Music, as some guy said, says what cannot be said in words. Which is presumably why it developed as we began to speak, because we needed language before we could truly understand all the things it cannot say.
As always, if you can think of anyone who might enjoy this Substack, please spread the word.
Well, dude, you're certainly going out on a high note. Every speck of this last batch was priceless. THANKS!
As for what you should do next? (Aside from re-running all of these from the beginning, cuz I'm afraid I missed some?) WHATEVER THE FUCK YOU WANT!!! Reading you is the textbook definition of being in good hands.
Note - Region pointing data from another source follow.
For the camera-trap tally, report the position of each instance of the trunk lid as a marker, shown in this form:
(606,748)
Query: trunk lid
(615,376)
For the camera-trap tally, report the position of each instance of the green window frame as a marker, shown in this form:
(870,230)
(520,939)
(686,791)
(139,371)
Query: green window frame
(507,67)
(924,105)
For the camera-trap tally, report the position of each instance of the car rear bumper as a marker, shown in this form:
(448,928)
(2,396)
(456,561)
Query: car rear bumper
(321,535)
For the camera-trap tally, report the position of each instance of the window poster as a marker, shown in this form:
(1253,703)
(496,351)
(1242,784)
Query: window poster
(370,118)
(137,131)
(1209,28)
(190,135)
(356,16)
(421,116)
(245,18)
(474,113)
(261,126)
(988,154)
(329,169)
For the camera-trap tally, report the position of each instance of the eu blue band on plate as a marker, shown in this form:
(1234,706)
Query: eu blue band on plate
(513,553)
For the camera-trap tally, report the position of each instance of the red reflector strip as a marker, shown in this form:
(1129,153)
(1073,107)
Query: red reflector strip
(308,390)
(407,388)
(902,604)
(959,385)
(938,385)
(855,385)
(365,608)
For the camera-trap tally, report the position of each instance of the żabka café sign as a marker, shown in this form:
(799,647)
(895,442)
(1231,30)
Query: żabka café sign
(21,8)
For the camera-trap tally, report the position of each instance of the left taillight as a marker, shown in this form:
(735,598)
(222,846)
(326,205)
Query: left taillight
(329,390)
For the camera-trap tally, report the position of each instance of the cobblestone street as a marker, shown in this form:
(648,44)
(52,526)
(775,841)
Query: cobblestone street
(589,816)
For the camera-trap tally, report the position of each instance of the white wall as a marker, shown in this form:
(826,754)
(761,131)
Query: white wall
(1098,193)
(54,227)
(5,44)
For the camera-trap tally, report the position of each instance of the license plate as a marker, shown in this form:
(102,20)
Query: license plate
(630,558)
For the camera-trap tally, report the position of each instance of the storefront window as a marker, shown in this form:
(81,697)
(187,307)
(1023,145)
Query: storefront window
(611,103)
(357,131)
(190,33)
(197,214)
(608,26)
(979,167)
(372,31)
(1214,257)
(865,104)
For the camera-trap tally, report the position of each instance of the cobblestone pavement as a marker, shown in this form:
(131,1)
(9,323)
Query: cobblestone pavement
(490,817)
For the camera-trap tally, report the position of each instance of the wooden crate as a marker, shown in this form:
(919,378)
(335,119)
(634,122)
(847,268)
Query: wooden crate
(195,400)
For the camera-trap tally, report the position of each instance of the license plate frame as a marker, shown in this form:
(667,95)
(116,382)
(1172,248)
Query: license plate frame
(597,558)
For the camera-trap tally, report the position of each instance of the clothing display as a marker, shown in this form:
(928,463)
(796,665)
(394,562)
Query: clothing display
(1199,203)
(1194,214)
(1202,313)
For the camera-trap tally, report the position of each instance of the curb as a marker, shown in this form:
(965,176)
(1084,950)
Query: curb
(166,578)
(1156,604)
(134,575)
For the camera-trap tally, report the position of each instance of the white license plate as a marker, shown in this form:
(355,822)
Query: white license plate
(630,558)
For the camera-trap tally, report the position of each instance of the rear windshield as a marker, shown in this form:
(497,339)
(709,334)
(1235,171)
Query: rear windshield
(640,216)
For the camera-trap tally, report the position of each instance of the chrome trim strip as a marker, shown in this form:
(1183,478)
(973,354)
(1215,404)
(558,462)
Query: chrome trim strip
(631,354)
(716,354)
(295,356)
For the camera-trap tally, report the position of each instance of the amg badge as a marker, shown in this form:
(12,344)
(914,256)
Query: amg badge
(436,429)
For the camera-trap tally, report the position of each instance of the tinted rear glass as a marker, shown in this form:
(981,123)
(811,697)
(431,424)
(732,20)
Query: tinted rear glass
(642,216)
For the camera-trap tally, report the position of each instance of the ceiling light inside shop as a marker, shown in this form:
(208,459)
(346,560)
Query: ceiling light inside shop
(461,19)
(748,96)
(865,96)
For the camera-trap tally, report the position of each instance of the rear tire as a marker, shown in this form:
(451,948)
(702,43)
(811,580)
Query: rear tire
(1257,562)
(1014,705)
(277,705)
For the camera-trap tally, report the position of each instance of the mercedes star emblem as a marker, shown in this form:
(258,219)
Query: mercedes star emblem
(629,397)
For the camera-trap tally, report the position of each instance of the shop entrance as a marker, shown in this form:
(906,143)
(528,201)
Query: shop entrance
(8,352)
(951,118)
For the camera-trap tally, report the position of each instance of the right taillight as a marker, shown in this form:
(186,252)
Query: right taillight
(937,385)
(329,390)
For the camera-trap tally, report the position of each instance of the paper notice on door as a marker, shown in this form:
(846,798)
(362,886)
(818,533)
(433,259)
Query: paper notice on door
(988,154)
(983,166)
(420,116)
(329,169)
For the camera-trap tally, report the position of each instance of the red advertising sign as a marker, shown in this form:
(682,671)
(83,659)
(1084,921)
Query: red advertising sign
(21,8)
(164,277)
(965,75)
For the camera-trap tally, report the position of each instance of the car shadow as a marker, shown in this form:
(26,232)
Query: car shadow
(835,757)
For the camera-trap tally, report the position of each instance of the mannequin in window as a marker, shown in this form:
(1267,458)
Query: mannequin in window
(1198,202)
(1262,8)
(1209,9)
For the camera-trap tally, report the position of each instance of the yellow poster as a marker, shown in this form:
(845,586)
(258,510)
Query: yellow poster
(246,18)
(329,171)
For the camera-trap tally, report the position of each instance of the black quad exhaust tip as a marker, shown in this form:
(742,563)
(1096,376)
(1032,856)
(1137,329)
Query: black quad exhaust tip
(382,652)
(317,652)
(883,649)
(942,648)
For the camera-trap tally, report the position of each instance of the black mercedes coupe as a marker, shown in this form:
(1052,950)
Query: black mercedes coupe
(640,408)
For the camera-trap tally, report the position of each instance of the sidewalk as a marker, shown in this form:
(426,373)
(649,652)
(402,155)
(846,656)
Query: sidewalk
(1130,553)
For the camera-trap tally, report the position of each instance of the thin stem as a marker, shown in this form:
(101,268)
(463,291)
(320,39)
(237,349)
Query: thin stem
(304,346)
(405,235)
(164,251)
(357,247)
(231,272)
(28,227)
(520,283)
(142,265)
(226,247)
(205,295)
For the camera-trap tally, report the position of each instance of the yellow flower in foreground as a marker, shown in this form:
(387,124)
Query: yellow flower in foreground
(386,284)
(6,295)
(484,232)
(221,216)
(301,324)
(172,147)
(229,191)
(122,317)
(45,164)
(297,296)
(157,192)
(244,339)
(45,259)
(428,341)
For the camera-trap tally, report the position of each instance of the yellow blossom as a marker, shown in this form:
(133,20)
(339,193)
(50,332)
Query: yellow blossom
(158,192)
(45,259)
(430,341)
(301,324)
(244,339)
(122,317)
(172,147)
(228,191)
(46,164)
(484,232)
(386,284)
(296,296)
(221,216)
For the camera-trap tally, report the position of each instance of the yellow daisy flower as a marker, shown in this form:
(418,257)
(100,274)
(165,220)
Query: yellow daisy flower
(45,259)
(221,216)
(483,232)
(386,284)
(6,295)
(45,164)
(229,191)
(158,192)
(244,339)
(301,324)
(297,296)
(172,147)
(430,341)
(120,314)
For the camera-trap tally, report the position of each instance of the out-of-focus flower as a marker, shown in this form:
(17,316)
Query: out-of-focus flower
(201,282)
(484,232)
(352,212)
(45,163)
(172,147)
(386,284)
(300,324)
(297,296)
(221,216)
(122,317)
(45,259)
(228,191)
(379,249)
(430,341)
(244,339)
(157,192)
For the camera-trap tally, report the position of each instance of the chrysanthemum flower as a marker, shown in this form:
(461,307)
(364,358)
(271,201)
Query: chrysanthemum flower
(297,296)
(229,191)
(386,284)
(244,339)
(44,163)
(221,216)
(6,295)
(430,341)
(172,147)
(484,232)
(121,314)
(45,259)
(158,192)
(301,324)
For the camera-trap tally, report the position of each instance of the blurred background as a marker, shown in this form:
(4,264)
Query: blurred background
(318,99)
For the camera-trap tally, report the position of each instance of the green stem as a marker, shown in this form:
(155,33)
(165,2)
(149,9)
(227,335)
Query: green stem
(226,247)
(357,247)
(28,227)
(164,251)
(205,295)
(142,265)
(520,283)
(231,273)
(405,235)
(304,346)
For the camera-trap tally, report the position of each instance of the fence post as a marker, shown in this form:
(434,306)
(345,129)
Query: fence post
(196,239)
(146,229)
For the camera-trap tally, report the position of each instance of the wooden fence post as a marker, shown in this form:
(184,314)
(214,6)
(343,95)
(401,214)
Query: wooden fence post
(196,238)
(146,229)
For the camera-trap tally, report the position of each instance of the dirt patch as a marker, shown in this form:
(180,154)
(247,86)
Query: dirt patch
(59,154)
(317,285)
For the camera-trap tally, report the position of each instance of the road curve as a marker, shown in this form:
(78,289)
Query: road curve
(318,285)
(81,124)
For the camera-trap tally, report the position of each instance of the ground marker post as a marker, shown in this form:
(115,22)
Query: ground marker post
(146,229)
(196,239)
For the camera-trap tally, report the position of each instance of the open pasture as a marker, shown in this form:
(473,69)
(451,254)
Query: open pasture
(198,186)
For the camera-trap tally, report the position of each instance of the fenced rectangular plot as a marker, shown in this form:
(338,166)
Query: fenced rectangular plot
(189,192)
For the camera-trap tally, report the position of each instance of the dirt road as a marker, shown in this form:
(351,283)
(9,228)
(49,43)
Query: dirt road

I’m new to Substack but not to your writing. I’m kind of addicted actually. The hardbacks are stacking up. What is compelling for me is your frank tone, dark wit and a combination of crystal clear prose and deep left-field insightfulness - a kind of visceral spirituality. I very much enjoy your collection What You Make It and was surprised by The Truth Game. I sheepishly suggest a series of haiku and head for the exit.